I wish I was an elephant.

News wrapup

  1. Kristen took a stand. South Orange County strippers disapprove of the London terror bombings, in case you wondered if they were straddling the issue. (via myspace chain letter).
  2. I think the time has come in pop music for tribute bands to have their own tribute bands. Some of these guys have more than passed the M*A*S*H threshold and outlasted their idols by decades. Pick your local tribute band and start giving them the due they’ve earned. Around here I suggest: “Two Doors Down, a Tribute to Wild Child” and “Drive Their Car, a tribute to Rain“. You probably have your own local meta-heroes to emulate. Come to think of it, I bet wossisname Cafferty already has tribute bands.
  3. Can’t seem to face up to the facts; tense and nervous, can’t relax.

My Hitler

  1. My father once had a dream in which he was staying in a Swiss pension. There was a boarding house group from several countries, and as typical in these places meals were communal, all at one table. Shortly after his arrival he discovered that the elderly German gentleman with the mustache was, in fact, Adolf Hitler. Since dream logic was in effect, the problem was not how to kill Hitler, or call the police or the army, or even berate him for his crimes. The question was: how to address him at dinner?

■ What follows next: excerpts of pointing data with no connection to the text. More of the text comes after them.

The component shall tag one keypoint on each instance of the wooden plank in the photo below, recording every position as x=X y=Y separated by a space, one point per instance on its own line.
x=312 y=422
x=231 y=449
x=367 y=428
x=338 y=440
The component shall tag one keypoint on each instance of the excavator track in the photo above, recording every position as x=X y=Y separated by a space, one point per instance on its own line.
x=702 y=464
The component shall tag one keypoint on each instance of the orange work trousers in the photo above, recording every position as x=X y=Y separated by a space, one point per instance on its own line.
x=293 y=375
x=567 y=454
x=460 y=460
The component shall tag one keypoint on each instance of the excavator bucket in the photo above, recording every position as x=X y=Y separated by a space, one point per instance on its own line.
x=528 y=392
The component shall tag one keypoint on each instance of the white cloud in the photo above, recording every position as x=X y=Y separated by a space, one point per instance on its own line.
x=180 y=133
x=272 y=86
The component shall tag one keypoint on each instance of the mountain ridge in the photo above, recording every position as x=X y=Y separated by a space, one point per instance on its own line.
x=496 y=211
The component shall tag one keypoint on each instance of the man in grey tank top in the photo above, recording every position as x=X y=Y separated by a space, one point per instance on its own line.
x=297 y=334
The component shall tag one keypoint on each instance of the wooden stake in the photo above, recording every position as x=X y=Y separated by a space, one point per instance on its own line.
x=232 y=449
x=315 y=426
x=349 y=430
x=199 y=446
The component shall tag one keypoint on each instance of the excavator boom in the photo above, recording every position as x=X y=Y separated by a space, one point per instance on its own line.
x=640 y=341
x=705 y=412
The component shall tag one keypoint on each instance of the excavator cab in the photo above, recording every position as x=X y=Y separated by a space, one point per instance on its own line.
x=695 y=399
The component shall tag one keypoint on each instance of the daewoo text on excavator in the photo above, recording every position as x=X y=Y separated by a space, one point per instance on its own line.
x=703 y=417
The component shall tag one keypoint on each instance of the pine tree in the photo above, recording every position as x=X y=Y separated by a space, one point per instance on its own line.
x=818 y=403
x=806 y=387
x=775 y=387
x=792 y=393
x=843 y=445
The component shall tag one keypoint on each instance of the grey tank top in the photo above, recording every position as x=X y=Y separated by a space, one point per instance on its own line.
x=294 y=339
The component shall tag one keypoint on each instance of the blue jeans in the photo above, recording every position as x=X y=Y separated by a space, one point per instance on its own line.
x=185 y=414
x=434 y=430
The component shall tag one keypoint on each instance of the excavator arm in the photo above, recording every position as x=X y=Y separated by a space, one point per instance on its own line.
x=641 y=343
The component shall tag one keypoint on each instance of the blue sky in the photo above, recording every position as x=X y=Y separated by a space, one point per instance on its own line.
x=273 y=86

    He couldn’t just be “Mr. Hitler”; the guy was a former head of state. “Herr FĂĽhrer”, though, would imply approval of the Third Reich and his dictatorship, which can’t be done even at dinner. Finally he figured it out: “Herr Reichskanzler Hitler” [sp?]. Since that was his official elected office, it was the best choice for being introduced or asking the guy to pass the salt.

  2. I once saw a lecture by a psychologist whose field of expertise was the psychology of contagion. This was just a few years into the AIDS epidemic, so it was a topic of current interest. He pointed out that how people think and behave about infection and contagion is related to scientific knowledge, but separate and different. And way stupider. For example, physically handicapped people are treated the way we treat people with an infectious transmittable disease: stay away, don’t touch. The mentally handicapped, too. NIMBY arguments against group homes sometimes boil down to “I’m afraid to have this near me”, as though one could catch mental retardation or multiple sclerosis from the water supply or at the mall.

    The most fascinating part of the lecture was the discussion of the contagion of clothing. People were asked a series of questions about clothing that had been worn by others. No one wanted to wear clothing that an AIDS patient had worn, even if it had been thoroughly cleaned. Many people didn’t want to wear clothing that a handicapped person had worn. And finally, the contagion of evil enters the picture when we’re talking about clothing. If some beloved figure like Mother Theresa has worn a sweater, most people responded they’d love to wear it. However, if Adolf Hitler had worn the sweater, no one wanted to wear it. And if the sweater had been worn by Adolf Hitler and then by the Dalai Lama, they still wouldn’t wear it. Some kinds of contagion can’t be purified.

So anyway that’s how I learned that you can turn into Hitler if you sit on the wrong toilet seat, and that you don’t want to stay in a hotel with the guy.